BURLINGTON, Vt. – Vermont’s average gasoline price of $2.828 per gallon of regular unleaded was the lowest in the Northeast, according to the AAA Daily Fuel Gauge Report.
Vermont’s price also was below the national average of $2.962, according to the AAA. It’s been below the national average for two months.
Connecticut, by comparison, had the highest prices in the region with an average of $3.185 per gallon of regular unleaded. The Maine average was $2.879.
“I’ve kind of been waiting for the shoe to drop and it hasn’t dropped,” said Tom Williams, Vermont manager for AAA Northern New England.
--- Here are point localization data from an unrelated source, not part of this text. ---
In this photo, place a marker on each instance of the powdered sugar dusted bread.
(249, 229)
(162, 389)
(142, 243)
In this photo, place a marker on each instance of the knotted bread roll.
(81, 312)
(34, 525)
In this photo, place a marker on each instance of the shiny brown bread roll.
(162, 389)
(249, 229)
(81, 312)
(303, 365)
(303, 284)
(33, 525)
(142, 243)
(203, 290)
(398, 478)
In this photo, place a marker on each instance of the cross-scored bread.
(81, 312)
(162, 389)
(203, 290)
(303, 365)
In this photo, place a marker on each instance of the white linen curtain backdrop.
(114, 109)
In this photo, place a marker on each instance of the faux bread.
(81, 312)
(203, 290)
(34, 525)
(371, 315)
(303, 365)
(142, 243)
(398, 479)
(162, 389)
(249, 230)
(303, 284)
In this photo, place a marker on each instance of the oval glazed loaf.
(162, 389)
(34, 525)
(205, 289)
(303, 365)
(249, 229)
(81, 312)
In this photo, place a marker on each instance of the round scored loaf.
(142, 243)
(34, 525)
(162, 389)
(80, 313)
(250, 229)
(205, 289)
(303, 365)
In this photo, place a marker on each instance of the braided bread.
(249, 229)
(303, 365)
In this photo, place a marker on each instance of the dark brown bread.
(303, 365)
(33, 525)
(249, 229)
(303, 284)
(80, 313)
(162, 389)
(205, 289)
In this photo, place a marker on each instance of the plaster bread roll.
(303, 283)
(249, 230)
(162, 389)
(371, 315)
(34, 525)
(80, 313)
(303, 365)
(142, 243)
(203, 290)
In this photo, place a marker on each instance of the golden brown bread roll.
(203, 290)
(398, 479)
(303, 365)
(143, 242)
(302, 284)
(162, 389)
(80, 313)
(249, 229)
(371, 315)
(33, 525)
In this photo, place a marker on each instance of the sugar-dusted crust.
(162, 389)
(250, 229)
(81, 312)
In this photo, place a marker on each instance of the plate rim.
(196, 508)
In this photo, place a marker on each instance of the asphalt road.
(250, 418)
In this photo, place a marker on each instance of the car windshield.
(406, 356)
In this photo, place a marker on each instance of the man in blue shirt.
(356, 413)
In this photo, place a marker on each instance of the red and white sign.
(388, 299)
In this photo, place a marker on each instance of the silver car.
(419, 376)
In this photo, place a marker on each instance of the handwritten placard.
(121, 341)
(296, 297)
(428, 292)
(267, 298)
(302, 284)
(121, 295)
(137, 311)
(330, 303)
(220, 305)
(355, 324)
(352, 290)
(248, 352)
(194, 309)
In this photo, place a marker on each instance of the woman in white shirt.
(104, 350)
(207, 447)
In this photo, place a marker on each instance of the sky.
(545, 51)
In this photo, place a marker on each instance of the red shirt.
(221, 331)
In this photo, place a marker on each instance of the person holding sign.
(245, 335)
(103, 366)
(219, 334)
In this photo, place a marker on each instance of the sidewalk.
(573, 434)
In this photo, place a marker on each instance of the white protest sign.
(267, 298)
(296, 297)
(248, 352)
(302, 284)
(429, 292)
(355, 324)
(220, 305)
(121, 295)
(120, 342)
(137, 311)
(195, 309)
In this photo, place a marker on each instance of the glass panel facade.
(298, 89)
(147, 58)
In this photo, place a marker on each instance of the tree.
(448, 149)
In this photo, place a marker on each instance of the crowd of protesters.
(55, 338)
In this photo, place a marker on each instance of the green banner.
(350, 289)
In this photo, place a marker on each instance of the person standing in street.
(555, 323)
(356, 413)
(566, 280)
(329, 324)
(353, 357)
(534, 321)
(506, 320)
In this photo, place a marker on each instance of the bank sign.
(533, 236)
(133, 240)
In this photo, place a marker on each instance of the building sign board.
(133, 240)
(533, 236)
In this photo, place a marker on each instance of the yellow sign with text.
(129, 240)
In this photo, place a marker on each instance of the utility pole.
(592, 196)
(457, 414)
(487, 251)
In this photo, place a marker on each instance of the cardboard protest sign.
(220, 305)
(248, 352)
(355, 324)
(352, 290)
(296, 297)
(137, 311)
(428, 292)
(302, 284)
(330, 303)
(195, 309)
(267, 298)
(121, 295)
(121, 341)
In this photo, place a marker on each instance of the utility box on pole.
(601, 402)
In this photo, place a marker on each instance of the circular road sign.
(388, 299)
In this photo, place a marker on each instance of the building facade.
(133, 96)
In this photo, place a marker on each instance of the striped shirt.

Vermont typically has prices around the national average and in the middle of the regional rates.
The primary reason for the difference in Vermont’s prices is the kind of gasoline sold in the state, experts said.
“Many of the states in the Northeast require reformulated gasoline with 10 percent ethanol, or some other variety of ’boutique’ blend. Vermont does not,” said Tom Kloza, chief oil analyst at the Oil Price Information Service in Rockville, Md. “The wholesale prices for conventional, nonboutique gasoline have been as much as 30 to 40 cents per gallon under reformulated gasoline prices.”
That explanation makes sense to Shane Sweet, executive director of the Vermont Fuel Dealers Association. But he said retailers also have been “gun shy” about raising gasoline prices because the Legislature passed a law making it a crime to price-gouge after an emergency.
“There was concern that the government was going to regulate the cost of gasoline and that scared the hell out of the retailers,” Sweet said.